Hope the Pitanga Cherries Grow: An ethnographic look at Luanda

One young boy holding another younger child and smiling

On November 7th, Angolan filmmaker, poet, and writer, Ondjaki, spoke to students of NYU’s Department of Social and Cultural Analysis about his documentary Hope the Pitanga Cherries Grow. Presenting a vivid portrait of Luanda, the capital city of Angola, and its many colorful inhabitants, Ondjaki explores a focus on the individual under the “weight” of a global city.
Hope the Pitanga Cherries Grow’s ambition is simple, yet subtly complex—an attempt to give voice to the Luandan people and each resident’s complicated relationship with the ever-moving city. In the discussion co-hosted by Professor Ricardo Cardoso after the screening, Ondjaki made the claim that his film is all about the “people, people, people.” He defined his objective as moving beyond the singular narratives of his award winning novels like Os transparentes (“The Transparent Ones”) that also explore his native birthplace.

Defining Luanda as both a “survival lab” yet also “the world’s biggest fun fair,” Ondjaki draws upon Luandan scholars, musicians, taxi drivers, and everyday citizens to express their intricate experiences in a city of struggle and hope, hardship but nonetheless, happiness. In many ways, this polarized narrative defines the eclectic Angolan city as a whole.

Through an ethnographic lens, the film initially depicts the chaos and confusion of the city, compounded by the lack of laws and infrastructure. Abandoned children and crime go hand-in-hand, exacerbated by years of civil war and displaced child soldiers. A colonial lineage followed by Cold War conflict destabilized the entire African region. Yet, despite it all, the film portrays the Luandan people as resilient, finding structure in music, sports, kinship, and the non-stop ebb and flow of the city. Through a series of interviews conducted over the course of a month, Ondjaki espouses the complex, almost contradictory distinctiveness of Luanda to the daily lives of its robust residents.

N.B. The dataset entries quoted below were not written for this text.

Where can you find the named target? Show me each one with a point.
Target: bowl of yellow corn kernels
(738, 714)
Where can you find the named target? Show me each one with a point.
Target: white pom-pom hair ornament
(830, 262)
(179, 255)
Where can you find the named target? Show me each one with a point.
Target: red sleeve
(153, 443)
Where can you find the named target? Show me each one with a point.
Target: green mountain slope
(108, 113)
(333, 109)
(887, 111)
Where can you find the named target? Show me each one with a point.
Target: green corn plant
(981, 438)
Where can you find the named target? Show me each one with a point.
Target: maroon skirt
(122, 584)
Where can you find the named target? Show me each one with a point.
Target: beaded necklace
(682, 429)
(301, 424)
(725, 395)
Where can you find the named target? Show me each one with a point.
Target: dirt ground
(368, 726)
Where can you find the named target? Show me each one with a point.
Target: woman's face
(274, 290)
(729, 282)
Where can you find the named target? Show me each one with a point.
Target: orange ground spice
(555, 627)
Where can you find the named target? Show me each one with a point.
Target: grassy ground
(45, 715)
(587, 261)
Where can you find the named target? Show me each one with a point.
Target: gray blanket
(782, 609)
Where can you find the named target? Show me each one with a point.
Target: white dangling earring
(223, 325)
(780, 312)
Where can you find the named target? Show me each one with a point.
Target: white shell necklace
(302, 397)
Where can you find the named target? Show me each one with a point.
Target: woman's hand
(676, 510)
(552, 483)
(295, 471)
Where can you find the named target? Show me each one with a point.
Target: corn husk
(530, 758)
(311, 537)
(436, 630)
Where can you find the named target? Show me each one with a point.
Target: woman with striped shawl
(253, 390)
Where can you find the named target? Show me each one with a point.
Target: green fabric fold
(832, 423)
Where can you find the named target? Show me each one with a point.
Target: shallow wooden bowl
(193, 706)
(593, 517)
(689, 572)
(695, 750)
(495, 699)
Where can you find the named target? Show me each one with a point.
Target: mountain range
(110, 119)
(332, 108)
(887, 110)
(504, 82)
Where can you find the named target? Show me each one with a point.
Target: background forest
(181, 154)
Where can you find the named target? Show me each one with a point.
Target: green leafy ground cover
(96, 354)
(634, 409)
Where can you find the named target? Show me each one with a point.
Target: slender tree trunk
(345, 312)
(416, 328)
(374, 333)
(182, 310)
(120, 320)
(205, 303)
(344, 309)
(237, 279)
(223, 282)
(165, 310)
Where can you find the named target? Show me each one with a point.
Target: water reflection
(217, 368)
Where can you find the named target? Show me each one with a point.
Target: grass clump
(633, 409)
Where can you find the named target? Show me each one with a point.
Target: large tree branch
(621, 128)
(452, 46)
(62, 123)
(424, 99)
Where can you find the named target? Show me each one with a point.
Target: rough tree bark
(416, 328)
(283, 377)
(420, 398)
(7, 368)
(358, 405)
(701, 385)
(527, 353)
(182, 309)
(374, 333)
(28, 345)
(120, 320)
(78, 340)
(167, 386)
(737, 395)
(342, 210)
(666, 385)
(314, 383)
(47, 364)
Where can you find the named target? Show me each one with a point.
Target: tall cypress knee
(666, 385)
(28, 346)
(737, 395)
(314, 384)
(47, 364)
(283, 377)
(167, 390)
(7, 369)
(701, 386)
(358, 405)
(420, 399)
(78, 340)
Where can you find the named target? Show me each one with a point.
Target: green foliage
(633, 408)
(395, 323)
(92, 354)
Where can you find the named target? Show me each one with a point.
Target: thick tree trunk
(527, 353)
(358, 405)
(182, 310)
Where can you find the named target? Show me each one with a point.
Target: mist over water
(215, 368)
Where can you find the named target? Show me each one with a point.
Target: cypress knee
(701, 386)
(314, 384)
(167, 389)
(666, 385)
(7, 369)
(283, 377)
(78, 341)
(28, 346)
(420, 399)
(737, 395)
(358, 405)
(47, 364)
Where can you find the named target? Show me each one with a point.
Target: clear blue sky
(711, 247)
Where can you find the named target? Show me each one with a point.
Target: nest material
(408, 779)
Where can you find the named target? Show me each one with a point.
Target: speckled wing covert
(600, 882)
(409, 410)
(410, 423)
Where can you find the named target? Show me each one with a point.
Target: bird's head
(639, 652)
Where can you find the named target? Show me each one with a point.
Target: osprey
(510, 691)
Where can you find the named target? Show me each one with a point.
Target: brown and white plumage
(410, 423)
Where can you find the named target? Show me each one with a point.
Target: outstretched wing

The documentary’s subjects speak naturally to the camera or to each other, framed with everyday shots of Luanda and the unfiltered buzz of its people. Rappers chat, resting their backs against the walls of their own homes, and unravel the lyrics and melodies of their favorite songs. Partiers dance and shout in the middle of bumper-to-bumper streets on the weekends. An ex-nun questions a young girl bouncing a baby on her lap about her parents. Hope the Pitanga Cherries Grow reminds its viewers that “forgetting” is Luandan. The economic inequality and injustice that affects the city is only one part of its fluid identity, defined much more by the experiences of its people triumphing over struggles. In fact, to be Luandan, is not only forgetting but also “constructing.”  It is to create an identity coupled with the strife of the city but also its vibrancy, life, and perpetuity.